AI Discussions at the RISE Leadership Summit
What AI Got Wrong Made the Conversation Right
I just came off the stage from moderating a panel at the RISE Leadership Summit in Fort Lauderdale: “Innovating Your Career with AI.”
It was a conversation meant to demystify AI for young professionals in insurance, not just how to use it, but how to think differently about their work because of it.
And it was demystified, just not in the way I planned.
Before the event, I fed ChatGPT the LinkedIn profiles and bios of my four panelists, Kim Moody, Dennis Squibb, Dan Price, and Leanne Berry, and asked it to draft short, punchy introductions.
What I got back sounded polished and impressive. But it was also spectacularly wrong.
One by one, my panelists corrected me on stage. The audience loosened up and laughed. Here we were, talking about how AI can make you look smart, and it set me up for a live demo of why you still need human judgment.
I wish I could say I planned it. I didn’t. I’d just assumed introductions were low-stakes enough that I didn’t need to fact-check. Luckily, that unplanned “AI fail” turned out to be the perfect opening because it made the topic approachable and it reminded everyone that if you delegate your thinking to a machine, you will get called out eventually.
And the panelists were incredibly good sports.
Moderated a panel on how AI is reshaping careers in insurance at the 2025 RISE Leadership Summit — a 560 person event packed with ambitious professionals, industry influencers, and execs from 200+ companies.
AI Isn’t Here to Take Your Job; It’s Here to Change How You Work
That was the core idea we unpacked. We weren’t there to scare people or sell AI-flavored snake oil and the panelists brought the goods:
Kim Moody shared how AI helped her save meaningful time, not just convenience, but time that directly improved outcomes for employees and customers.

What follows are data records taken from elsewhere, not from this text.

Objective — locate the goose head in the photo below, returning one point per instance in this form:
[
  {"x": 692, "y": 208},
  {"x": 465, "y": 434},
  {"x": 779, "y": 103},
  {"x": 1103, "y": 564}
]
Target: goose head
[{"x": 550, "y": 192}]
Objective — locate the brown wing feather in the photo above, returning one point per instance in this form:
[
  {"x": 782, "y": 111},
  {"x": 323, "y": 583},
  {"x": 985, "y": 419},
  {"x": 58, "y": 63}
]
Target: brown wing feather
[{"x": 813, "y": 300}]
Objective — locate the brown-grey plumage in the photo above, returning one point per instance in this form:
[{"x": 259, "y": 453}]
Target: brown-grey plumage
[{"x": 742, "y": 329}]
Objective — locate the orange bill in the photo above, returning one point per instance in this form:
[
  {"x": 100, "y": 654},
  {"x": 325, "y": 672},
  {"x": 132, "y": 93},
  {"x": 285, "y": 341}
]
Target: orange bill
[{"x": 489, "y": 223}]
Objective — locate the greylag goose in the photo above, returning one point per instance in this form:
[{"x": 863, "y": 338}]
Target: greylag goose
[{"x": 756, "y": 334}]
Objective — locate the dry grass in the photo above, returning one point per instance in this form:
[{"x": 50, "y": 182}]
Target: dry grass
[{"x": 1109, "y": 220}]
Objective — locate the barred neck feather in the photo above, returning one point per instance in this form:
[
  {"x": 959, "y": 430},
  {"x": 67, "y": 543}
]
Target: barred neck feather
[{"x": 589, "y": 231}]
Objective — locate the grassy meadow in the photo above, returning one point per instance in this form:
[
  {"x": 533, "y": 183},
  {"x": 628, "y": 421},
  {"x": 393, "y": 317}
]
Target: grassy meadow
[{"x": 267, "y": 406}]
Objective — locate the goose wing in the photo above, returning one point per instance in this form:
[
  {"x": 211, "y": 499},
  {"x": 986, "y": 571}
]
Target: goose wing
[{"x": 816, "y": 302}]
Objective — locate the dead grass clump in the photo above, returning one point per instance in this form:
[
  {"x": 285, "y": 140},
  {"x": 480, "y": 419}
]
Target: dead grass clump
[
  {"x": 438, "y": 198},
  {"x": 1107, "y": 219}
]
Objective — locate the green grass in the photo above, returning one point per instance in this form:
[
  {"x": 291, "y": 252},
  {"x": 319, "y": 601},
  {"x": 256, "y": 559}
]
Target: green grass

Leanne Berry talked about AI overwhelm and offered concrete, accessible ways professionals can build momentum.
Daniel Price inspired the room with his philosophy of making yourself a weapon with AI, by staying laser-focused on what actually creates value.
Dennis Squibb brought it home with leadership insights on building confidence in others, showing what works when helping teams adopt AI and shake off old assumptions.
Afterwards Leanne said, “That was fun! You are an expert moderator.” Dan followed up with, “Best moderator ever.” And an audience member pulled me aside to say: “That was such a meaningful conversation!” Feedback like that is why I love moderating panels. Because great conversations don’t just download information, they move people to think and act differently.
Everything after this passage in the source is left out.